Jumat, 24 April 2015

Sekilas Cerita Tentang Ustaz Hasbullah


Hari ini melihat postingan sekolah qur’an dan hadis dari seorang guruku dulu. Lazimnya kami memanggilnya dengan sebutan ustaz. Alhamdulillah ustaz sudah membuka sendiri sekolah yang menjadikan Alqur’an dan hadis sebagai pondasi awal dari pendidikan. 
 
Tetiba jadi ingat bagaimana ketika beliau dulu mengajar kami di pondok. Namanya ustad Hasbullah Ahmad Daeng Masalleh. Dari namanya sudah tahu kan kalau ustaz ini bersuku bugis.
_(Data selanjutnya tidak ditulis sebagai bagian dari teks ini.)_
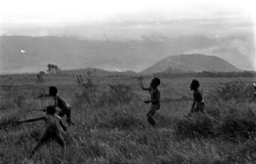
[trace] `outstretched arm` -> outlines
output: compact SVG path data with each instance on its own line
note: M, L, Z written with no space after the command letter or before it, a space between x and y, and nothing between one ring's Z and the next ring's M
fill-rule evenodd
M49 94L43 93L43 94L40 94L38 96L37 96L37 98L42 98L42 97L51 97L51 96L50 96L50 95Z
M45 117L42 116L42 117L38 117L38 118L36 118L34 119L30 119L24 120L22 120L22 121L16 121L16 122L17 123L22 123L23 122L33 122L33 121L36 121L40 120L45 120Z
M64 131L67 131L67 127L65 125L64 125L64 124L63 124L63 122L62 122L62 119L59 120L59 124L61 126L63 130L64 130Z
M143 91L149 91L150 88L144 88L143 86L141 86L141 89Z
M31 112L32 111L42 111L42 112L46 112L46 109L42 109L42 110L32 109L32 110L29 110L29 112Z

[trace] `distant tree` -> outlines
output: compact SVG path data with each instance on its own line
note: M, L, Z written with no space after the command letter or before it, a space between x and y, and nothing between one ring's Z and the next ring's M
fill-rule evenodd
M56 65L48 64L46 68L46 72L49 74L55 74L59 70Z
M40 76L42 76L45 74L46 74L46 72L45 71L40 71L40 72L39 72L39 75L40 75Z

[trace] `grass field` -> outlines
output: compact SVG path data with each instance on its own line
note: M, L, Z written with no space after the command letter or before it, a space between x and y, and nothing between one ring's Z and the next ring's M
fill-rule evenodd
M256 162L256 105L248 102L255 78L198 78L207 115L187 117L191 78L160 77L161 107L155 114L155 128L147 122L149 106L142 102L148 93L140 89L135 77L93 75L94 86L88 88L72 75L46 75L41 85L36 84L35 75L1 77L0 163ZM145 78L145 86L152 77ZM17 125L15 121L44 115L28 110L50 103L50 99L36 97L53 85L72 105L75 125L63 132L64 158L61 147L50 142L28 159L44 123Z

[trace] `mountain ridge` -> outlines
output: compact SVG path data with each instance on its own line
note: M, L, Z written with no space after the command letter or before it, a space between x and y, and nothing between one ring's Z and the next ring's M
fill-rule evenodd
M169 56L147 68L140 73L177 72L238 72L241 71L224 60L214 56L199 53L181 54Z

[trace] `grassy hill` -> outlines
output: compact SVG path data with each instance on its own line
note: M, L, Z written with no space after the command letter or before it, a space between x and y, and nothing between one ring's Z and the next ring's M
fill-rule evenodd
M141 72L144 74L157 72L234 72L240 71L225 60L214 56L201 54L170 56Z

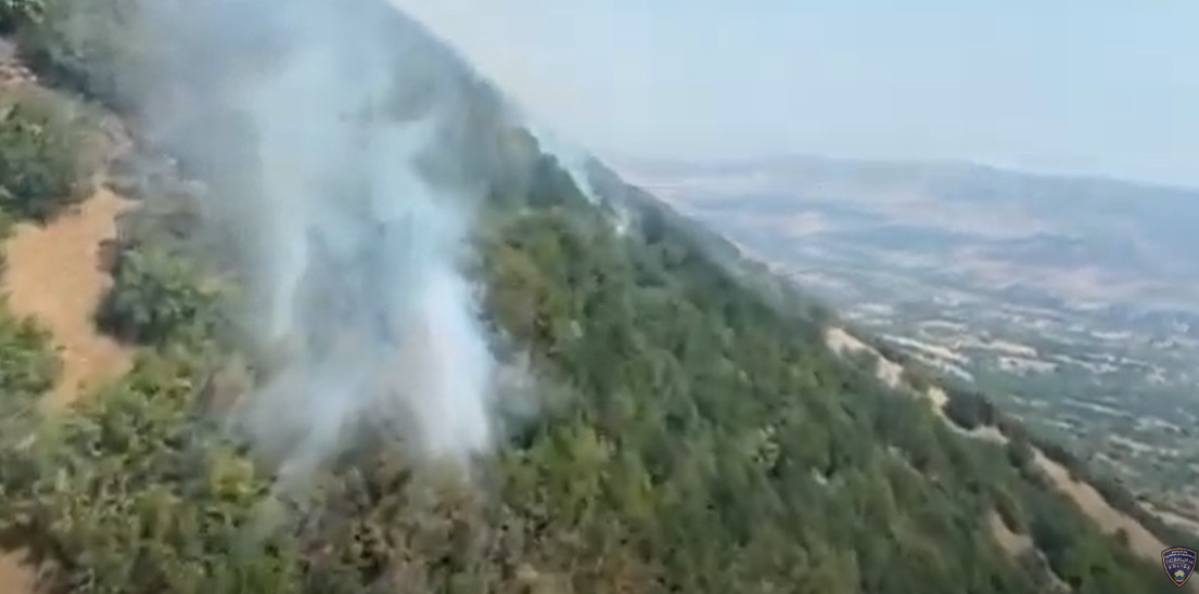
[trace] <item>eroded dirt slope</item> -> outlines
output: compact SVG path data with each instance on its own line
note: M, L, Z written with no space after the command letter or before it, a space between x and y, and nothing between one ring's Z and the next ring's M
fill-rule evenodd
M68 405L132 363L132 351L101 334L94 322L112 284L101 267L101 244L116 237L116 216L128 206L100 189L47 225L17 225L5 243L0 289L8 308L46 323L62 358L59 382L46 396L48 406ZM0 556L0 594L37 593L35 572L23 558L19 551Z
M5 246L0 284L10 309L35 316L54 334L62 372L48 404L64 406L123 374L131 352L96 329L94 314L112 284L100 262L101 243L116 237L116 216L128 201L108 189L41 226L17 225Z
Salah satu ustaz yang tak pernah aku tidur kalau beliau yang mengajar, hehe. Asal tahu aja, dulu itu aku langganan tidur di kelas, lebih tepatnya tertidur sih, tapi kadang-kadang juga sengaja menidurkan diri. Nggak tahu kenapa ya mungkin karena glukosa yang tidak terbakar setelah sarapan sama sambal tribol alias teri main sepak bola kacang tanah. Terus jalan dari asrama ke kelas cuma hitungan menit. Setengah jam ustaz ustazah menyampaikan pelajaran kalau gayanya monoton dan ditambah lagi aku tidak mengerti apa yang dijelaskan alamat sudah mataku mulai berat. Perkataan mereka seolah berubah menjadi dongeng indah yang membuat aku jatuh tertidur. Hebatnya, aku nggak pernah tidur jika ustaz Hasbullah yang mengajar. Tau kenapa? Karena, selalu menarik mendengarkan ustaz berbicara, menyampaikan pelajaran dengan cerdas dan ikhlas. Belum lagi jika menyimak cerita-ceritanya yang bikin aku iri luar biasa. 

Salah satunya, Ustaz pernah cerita diajak umroh gratis sama orang Malaysia di bulan Ramadhan, kemudian sholat tarawihnya berada di shaf bagian depan.  Persis di depan ka’bah. Coba bayangkan, di bulan puasa, bulan yang penuh berkah, di baitullah rumah pertamanya Allah, di barisan paling depan pula,  yaitu sebaik-baiknya shaf bagi jamaah laki-laki. Saat itu aku segera membayangkan suatu saat aku juga berada di depan ka’bah di bulan penuh berkah. Entah kapan waktunya aku serahkan pada Allah subhanawata’ala.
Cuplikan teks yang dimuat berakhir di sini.